C’est en voyant les dernières égéries masculines choisies par les grandes marques que je me suis demandé si le temps la gué-guerre entre les gueules d’amour et les gueules tout court n’était pas de retour avec notre Cassel national en première ligne dégainant son regard Messrine entouré de beautés fatales, pour une grande marque de luxe. Même le (futur ex) sublime Brad Pitt semble s’excuser d’être beau gosse en adoptant la carte de l’humour (et de l’embonpoint ?) en jouant à contre emploi le majordome pour sumos, suivant là de très près le toujours-tombeur-mais-qui-se-la-raconte-pas Clooney.
Pour les filles le problème ne se pose même pas, ce sera des bombes ou ce ne seront pas. Les cinéastes s’encombrent rarement de gueules, il est d’ailleurs assez rares que les casteurs remontent jusque là. Il n’y a d’ailleurs à peu près qu’Aldmodovar, enfin pardon Monsieur Almodovar pour oser une Rossy de Palma et lui faire crever l’écran. Les autres « pas belles » sont souvent des fausses moches enlaidies pour garantir une happy end aux mauvais films pour teenagers ou pour (re, re et re)mettre en scène le complexe de ce bon vieux Pygmalion… l’inoubliable My fair Lady en tête de liste.

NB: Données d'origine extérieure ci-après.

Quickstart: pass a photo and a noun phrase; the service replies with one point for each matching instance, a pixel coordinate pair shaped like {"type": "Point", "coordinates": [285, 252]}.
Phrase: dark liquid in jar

Mais pour en revenir aux mâles, la rivalité n’est pas une nouveauté sur nos grands écrans. Le clivage belle gueule – grande gueule vient (trop ?) souvent souligner l’intrigue. Bah oui, le spectateur étant trop bête pour comprendre l’histoire de lui-même, les responsables de casting ont décidé de les aider un peu. Après tout c’est connu les beaux gosses ne sont jamais ni cons ni gangsters… Dieu merci la caricature s’est arrêtée avant qu’ils ne se sentent obligé de coller un tee-shirt « Méchant » sur le méchant.
Jusqu’aux années 80, et mis à part certaines exceptions, oui parce que j’en vois déjà certaines (re)tomber en pamoison devant Delon-jeune, les acteurs avaient surtout des gueules et du charme. Point besoin d’être un Apollon pour transporter plusieurs générations de femelles, il suffisait de s’appeler Harrison, Sean, George et un niveau de testostérones à vous faire exploser le compteur Geiger.
Bon on avait aussi vaguement Tom Cruise au rayon sourire Colgate. Mais c’est la génération Johnny Deep et la tribu d’Ocean 11 qui ont radicalement remis la belle gueule à l’honneur au cœur des box office. Encore qu’on misait à ce moment là un peu plus sur le charme que sur la régularité des traits. Dans sa catégorie Brad Pitt a d’ailleurs endossé le costume du coupable idéal de la beau gosse attitude et du délit de belle gueule. Saluons au passage avec respect ses choix cinématographiques qui l’ont fait sortir des films de fifilles du dimanche soir (Légendes d’automne pour ne pas le citer.) pour des rôles un peu moins ténus.
C’est ensuite que tout se gâte avec une vraie recrudescence de Ken sur nos grands écrans. Stars aussi éphémères qu’imberbes, une nouvelle génération remplit désormais les salles obscures de midinettes sans toutefois émouvoir les femmes plus de 30 ans. Car à moins de tripper sur les potes de son petit frère, ces héros là manquent du charisme des bad boys, de la malice des semi-beaux, de l’ironie des pas-parfait, voire même de l’auto dérision des pas-beaux-mais-rigolos.
Reste donc à attendre encore quelques années pour voir si la génération montante de ces starlettes à minettes, ces Brendan Fraser, Elijah Wood, Chace Crawford, Robert Pattinson et autres nymphettes vieilliront aussi bien que nos messieurs testostérones : ces Sean Connery, Harrison Ford, John Malkovitch, Daniel Craig, Nicolas Cage ou autres Travolta, Will Smith, Benicio del Toro, Javier Bardem… Après tout c’est tout le mal qu’on leur souhaite !
Et pour nous public, c’est le retour du choix cornéliens entre Dany Wild et Brett Sinclair, c’est le combat de coq entre beauté et virilité. Oui je sais je caricature, mais rien qu’un peu car personnellement mon choix est déjà fait et je crois fermement à l’adage : les gueules sont comme les bons vins, elles se bonifient en vieillissant.